Bisphosphonates include alendronate (Binosto, Fosamax), ibandronate (Boniva), risedronate (Actonel, Atelvia) and zoledronic acid (Reclast, Zometa). These are effective at lowering the risk of broken bones, which can lead to pain and disability and increase the risk of death.
For example, bisphosphonates can lower the risk of a hip fracture by up to 50%. Your doctor will help weigh the risks and benefits with you, and decide how long to take the medication.
Side effects and complications of these osteoporosis medications can include:
- Stomach upset. Bisphosphonate pills can cause abdominal pain and the risk of esophageal ulcers. These are less likely to occur if the medicine is taken properly. Intravenous forms of bisphosphonates don't cause stomach upset but might cause two to three days of mild fever, body aches and malaise.

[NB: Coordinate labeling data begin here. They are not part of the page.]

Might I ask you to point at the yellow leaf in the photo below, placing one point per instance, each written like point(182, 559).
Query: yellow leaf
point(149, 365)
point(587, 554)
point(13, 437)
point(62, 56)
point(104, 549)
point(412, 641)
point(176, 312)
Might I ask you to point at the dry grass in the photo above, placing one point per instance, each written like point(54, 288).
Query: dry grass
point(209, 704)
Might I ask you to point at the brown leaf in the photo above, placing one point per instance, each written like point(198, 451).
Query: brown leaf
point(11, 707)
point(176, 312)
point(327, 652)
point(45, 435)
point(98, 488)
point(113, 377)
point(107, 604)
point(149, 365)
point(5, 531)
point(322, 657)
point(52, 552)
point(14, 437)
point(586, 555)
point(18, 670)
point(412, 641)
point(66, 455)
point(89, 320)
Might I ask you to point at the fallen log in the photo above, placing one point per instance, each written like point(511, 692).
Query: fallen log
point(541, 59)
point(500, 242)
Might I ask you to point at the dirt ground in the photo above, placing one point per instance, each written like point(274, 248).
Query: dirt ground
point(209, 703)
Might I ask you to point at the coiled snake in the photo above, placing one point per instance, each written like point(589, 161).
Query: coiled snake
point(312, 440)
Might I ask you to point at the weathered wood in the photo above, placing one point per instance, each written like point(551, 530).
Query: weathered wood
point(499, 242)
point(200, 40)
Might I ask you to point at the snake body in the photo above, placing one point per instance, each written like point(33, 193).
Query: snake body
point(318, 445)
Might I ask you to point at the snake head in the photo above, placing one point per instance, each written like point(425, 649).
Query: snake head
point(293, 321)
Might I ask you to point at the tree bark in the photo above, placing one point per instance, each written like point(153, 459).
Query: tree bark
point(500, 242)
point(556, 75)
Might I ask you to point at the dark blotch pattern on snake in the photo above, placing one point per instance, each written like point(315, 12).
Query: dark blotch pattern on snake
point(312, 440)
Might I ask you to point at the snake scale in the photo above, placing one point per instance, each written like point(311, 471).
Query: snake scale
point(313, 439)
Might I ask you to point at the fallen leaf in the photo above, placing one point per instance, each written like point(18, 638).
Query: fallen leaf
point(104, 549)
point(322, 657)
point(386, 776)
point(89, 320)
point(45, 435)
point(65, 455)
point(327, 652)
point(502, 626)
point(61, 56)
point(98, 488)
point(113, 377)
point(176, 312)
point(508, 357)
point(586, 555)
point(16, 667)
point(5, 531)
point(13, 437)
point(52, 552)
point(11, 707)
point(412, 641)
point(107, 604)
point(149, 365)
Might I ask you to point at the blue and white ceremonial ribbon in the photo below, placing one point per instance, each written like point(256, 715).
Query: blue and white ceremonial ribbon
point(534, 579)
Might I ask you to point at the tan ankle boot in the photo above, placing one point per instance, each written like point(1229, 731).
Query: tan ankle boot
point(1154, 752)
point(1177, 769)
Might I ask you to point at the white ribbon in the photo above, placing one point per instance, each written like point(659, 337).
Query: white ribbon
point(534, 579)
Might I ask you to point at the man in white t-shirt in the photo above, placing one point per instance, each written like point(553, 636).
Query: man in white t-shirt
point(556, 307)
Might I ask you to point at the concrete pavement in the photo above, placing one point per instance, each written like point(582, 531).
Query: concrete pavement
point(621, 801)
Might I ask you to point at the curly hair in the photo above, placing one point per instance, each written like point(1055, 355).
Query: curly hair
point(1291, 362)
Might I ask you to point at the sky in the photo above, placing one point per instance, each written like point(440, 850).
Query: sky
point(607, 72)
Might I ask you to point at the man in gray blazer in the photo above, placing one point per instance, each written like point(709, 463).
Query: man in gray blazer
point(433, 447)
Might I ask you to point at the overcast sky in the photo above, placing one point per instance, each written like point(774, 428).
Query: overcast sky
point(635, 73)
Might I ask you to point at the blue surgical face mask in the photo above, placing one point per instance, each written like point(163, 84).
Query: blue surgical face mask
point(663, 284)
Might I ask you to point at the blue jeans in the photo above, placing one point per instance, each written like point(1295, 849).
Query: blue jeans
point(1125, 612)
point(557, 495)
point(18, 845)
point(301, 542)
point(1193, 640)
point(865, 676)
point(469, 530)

- Jawbone problems. Rarely, bisphosphonate therapy can lead to osteonecrosis of the jaw — a bone disease that causes pain, swelling or infection in the jaw. Invasive dental procedures, such as tooth extractions, increase this risk.
- Thighbone fractures. Long-term bisphosphonate therapy has been linked to a rare type of thigh fracture. This injury, known as atypical femoral fracture, is similar to a stress fracture, causing pain that begins subtly and can gradually worsen. If not identified early on, a complete fracture of the thighbone can occur.
Because the medication lasts in the bones for some time after you stop taking it, your doctor might recommend stopping bisphosphonates after three to five years — especially if your overall risk of fracture is low. Your bone density, your age, your history of fractures and other factors determine your risk. Taking time off from these medications might lower the risk of complications from them.
If your fracture risk increases in the future, your doctor might recommend restarting bisphosphonates or trying a different type of osteoporosis medication.